Lettre d'Elsa Triolet à Louis Aragon

photo du Net







Il n’est pas facile de te parler. Tu sembles oublier que nous vivons l’épilogue de notre vie, qu’ensuite il n’y aura plus rien à dire et que l’index lui-même d’autres le liront — pas nous.

Je te reproche de vivre depuis trente-cinq ans comme si tu avais à courir pour éteindre un feu. Dans ta course, il ne faut surtout pas déranger, ni te devancer, ni t’emboîter le pas, ni te suivre — quel que soit l’ouvrage — aussi bien couper des branches sèches, il ne faut surtout pas s’aviser de faire quoi que ce soit avec toi, ensemble. Cette dernière entreprise est bien ce que j’avais vécu de plus affreusement triste. Tu es là à trembler devant mes initiatives, jamais tu ne discutes, tu ne fais que crier ou tu « prends sur toi ». Le plaisir normal de faire quelque chose ensemble, tu ne le connais pas. Un mot anodin à ce sujet et tu te mets à m’expliquer la montagne de choses que tu as à faire. Comme au téléphone, tu racontes toutes tes activités, à n’importe qui, pour expliquer que tu ne peux pas voir ce quelqu’un justement maintenant. En somme, rien de changé depuis l’exposition anti-coloniale.

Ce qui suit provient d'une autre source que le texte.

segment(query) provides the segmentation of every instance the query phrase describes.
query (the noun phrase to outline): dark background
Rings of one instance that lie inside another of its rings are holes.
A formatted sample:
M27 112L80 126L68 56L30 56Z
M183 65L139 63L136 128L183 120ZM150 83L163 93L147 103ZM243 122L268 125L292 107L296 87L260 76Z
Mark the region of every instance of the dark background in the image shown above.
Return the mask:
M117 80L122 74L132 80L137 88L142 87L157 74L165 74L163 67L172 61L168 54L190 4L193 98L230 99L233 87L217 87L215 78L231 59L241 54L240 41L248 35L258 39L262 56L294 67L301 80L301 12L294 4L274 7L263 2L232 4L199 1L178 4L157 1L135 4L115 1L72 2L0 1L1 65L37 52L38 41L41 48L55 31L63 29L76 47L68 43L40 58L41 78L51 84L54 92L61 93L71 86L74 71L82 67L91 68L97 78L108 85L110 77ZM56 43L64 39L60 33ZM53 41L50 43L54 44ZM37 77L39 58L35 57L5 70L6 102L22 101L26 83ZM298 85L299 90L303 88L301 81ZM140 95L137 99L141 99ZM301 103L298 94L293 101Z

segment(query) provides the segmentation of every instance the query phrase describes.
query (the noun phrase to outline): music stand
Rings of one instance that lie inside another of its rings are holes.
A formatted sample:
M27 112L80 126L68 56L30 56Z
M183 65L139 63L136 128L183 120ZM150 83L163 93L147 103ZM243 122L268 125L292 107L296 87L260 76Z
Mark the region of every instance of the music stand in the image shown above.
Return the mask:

Pourtant, il serait peut-être aussi urgent de parfois nous rencontrer. Il nous reste extrêmement peu de temps, et tu le sais mieux que quiconque. Mon Dieu, ce que la sérénité me manque, toute une vie comme dans la voiture où je ne peux jamais te dire « regarde ! » puisque toujours tu lis ou tu écris, et qu’il ne faut pas te déranger.

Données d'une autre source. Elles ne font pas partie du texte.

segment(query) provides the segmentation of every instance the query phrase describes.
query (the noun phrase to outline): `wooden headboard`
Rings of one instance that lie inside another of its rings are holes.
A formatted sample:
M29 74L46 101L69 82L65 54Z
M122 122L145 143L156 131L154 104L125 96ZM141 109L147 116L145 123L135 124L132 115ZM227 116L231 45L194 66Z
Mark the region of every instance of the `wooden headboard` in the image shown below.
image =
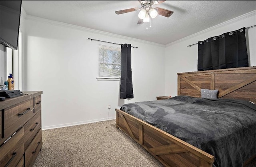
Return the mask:
M178 95L201 97L201 89L218 89L218 98L256 103L256 66L178 73Z

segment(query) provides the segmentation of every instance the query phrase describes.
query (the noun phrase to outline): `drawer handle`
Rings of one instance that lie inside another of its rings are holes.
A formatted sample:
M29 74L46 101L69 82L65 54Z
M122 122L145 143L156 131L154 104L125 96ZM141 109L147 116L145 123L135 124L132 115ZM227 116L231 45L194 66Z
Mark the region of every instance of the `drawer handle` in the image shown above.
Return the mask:
M10 161L9 161L9 162L8 162L8 163L7 163L7 164L4 166L4 167L8 167L10 163L11 163L11 162L12 162L12 160L14 158L14 157L15 157L15 156L16 156L16 155L17 155L17 153L12 153L12 158L11 158L11 159L10 160Z
M39 101L38 102L36 102L36 104L39 104L41 103L41 101Z
M35 129L35 128L36 128L36 126L37 126L37 125L38 124L38 122L36 122L36 126L35 126L35 127L34 127L33 128L33 129L30 129L30 131L34 131L34 130Z
M36 152L36 150L37 149L37 148L38 147L38 146L39 146L39 144L40 144L40 142L38 142L37 143L38 144L38 145L37 145L37 146L36 146L36 149L35 150L35 151L33 151L32 152L32 154L34 154L34 153L35 153Z
M27 113L27 112L29 111L30 111L30 108L28 108L25 111L23 112L22 113L18 113L18 117L20 115L24 115L25 113Z

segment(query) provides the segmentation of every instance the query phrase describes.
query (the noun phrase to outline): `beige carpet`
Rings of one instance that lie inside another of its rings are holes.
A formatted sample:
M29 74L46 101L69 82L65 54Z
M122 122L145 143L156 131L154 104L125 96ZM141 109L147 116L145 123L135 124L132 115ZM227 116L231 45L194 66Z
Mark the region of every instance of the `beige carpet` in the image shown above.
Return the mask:
M164 166L116 127L116 120L43 130L33 167ZM256 160L246 167L256 166Z
M115 120L42 131L36 167L163 167Z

J’étouffe de toutes les choses pas dites, sans importance, mais qui auraient valu la vie simple, sans interdits. Avoir constamment à tourner la langue sept fois avant d’oser dire quelque chose, de peur de provoquer un cyclone — et lorsque cela m’échappe, cela ne rate jamais ! J’y ai droit.

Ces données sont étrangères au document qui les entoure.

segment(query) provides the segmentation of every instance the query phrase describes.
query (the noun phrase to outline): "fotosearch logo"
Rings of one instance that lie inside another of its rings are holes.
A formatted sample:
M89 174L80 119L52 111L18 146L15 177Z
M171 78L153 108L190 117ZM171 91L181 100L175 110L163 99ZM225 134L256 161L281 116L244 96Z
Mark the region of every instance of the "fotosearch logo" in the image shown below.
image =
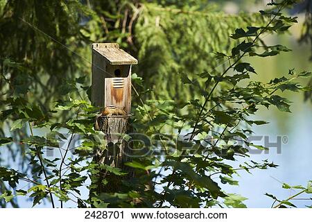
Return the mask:
M73 154L83 153L95 155L101 151L107 156L115 156L120 152L129 157L143 157L148 155L187 155L202 154L211 152L218 156L227 155L227 149L232 148L236 153L248 153L250 155L269 154L276 152L281 154L283 144L288 143L288 137L277 135L252 135L245 139L232 137L226 139L207 136L204 139L194 138L189 142L189 135L154 134L148 136L141 133L128 135L111 134L110 137L103 133L92 135L87 139L76 135L58 133L47 135L46 155L54 156L59 150L71 152ZM53 146L51 146L53 141Z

Pourquoi je te le dis ? Pour rien. Comme on crie, bien que cela ne soulage pas. La solitude n’est pas le grand thème de mes livres, elle l’est — de ma vie. J’y suis habituée, je m’y plais après tout. À l’heure qu’il est, le contraire me dérangerait. Ce que je veux ? Rien. Le dire. Que tu t’en rendes compte. Mais j’ai déjà essayé, je sais que c’est impossible. Et si tu me dis encore une fois combien juste maintenant tu tiens tout à bout de bras — je casse tout dans la maison ! Je ne mendie pas, rien, ni ton temps, ni ton assistance, ce que je ne supporte pas c’est la manière dont tu te tiens sur la défensive, les barbelés et les fossés. Ma peine te dérange, il ne faut pas que j’aie mal, juste quand tu as tant à faire. Moi aussi je prends sur moi, et même je ne fais que cela. À en éclater, à sauter au plafond. Même ma mort, c’est à toi que cela arriverait.

Et puis — zut ! Je suppose que quand on n’a pas de larmes, il vous faut une autre soupape. Allons mettons que ce que je ressens soit pathologique, et consolons-nous avec ça. Autrement tu vas encore me sortir que « tu as encore commis un péché… » Et si c’était vrai ? Un péché contre un semblant de bonheur. Je te rappelle seulement l’heure : nous en sommes à moins cinq. Ne me dis pas à mois six et demi, parce que c’est la même chose.